Trillions To The 99%: Ellen Brown Explains Monetary And Credit Reform
April 16, 2012 by admin
Filed under News Stories
April 17, 2012
Activist Post
By Carl Herman
The first 41 minutes of the video below from Claremont Colleges’ Center for Process Studies’ conference, “Money-Creation in a Finite World,” is Ellen Brown’s presentation to explain how credit and monetary reform causes trillions of dollars in annual benefits for Americans (remainder of the video is panel and audience discussion).
The 99% must achieve factual command of the basic facts how money and credit are created, or else continue their debt-damned existence under an oligarchic and Robber Baron-era structure.
Monetary and credit reform can be understood with three simple areas of facts that are taught in basic economics and easily verified:
The US does not have a money supply; we have its Orwellian opposite as a debt supply. This is because the US leading banks won legal right through passage of the 1913 Federal Reserve Act to have private banks and the Fed create debt for what we use as money, and then charge the 99% for its use.
The policy choice of a debt supply compounded with interest causes ever-increasing aggregate debt that can never be repaid. It can’t be repaid because this is what we use for money. The US national debt now pushing $16 trillion has a gross annual interest payment over $400 billion a year; $4,000 per US family of $50,000 annual income (if your household earns $100,000, then your gross annual interest payment is approx. $8,000 every year).

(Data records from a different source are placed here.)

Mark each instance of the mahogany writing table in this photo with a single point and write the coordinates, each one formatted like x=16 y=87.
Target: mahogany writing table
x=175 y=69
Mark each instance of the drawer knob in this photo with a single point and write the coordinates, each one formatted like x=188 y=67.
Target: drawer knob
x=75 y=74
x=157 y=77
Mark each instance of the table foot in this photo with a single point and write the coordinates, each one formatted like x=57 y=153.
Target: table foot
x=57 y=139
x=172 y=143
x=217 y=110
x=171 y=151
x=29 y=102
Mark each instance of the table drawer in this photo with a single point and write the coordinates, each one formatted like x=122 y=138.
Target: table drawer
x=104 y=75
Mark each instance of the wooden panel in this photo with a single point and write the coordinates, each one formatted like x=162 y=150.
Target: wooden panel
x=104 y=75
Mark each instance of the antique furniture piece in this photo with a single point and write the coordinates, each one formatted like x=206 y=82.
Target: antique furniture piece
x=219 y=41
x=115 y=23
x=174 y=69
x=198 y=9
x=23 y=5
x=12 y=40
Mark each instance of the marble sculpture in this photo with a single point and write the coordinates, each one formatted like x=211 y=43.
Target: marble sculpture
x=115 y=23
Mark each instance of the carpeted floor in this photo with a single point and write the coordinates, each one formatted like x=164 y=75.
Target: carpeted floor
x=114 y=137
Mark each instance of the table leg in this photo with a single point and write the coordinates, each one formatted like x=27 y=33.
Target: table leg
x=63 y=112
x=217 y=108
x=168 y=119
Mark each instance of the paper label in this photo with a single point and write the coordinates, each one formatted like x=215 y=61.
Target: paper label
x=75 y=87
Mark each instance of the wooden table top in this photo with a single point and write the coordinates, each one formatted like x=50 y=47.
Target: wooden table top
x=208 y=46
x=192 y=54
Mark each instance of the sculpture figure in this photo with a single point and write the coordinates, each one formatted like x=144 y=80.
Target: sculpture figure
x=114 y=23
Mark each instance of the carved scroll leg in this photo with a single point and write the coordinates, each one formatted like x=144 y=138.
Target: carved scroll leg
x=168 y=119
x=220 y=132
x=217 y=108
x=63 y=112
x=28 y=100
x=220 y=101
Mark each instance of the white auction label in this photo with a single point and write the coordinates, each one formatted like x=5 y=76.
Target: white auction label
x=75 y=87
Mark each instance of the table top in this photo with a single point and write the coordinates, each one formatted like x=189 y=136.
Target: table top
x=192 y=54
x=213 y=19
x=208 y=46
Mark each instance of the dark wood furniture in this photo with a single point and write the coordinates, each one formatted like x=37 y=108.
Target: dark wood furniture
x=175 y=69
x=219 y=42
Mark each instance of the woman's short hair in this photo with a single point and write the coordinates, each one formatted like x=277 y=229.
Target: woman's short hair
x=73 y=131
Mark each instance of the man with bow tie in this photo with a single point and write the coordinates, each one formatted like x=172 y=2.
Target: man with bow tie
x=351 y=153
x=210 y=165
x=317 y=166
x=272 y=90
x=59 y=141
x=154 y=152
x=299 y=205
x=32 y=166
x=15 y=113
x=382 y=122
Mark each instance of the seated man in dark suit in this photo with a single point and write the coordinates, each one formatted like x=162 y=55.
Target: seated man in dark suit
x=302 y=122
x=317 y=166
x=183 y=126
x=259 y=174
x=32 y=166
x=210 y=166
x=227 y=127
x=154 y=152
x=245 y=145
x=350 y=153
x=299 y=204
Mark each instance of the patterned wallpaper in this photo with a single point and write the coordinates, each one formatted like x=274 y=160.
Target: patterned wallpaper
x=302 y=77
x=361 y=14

Monetary reform creates debt-free money that extinguishes the debt (details here), and allows government to become employer of last resort for infrastructure investment (hard and soft). This creates full-employment, optimal infrastructure, and because infrastructure historically creates more value to the economy than cost, falling overall prices. Credit reform allows for public loans (interest directly pays for public goods/services) as another monetary tool for stable money supply.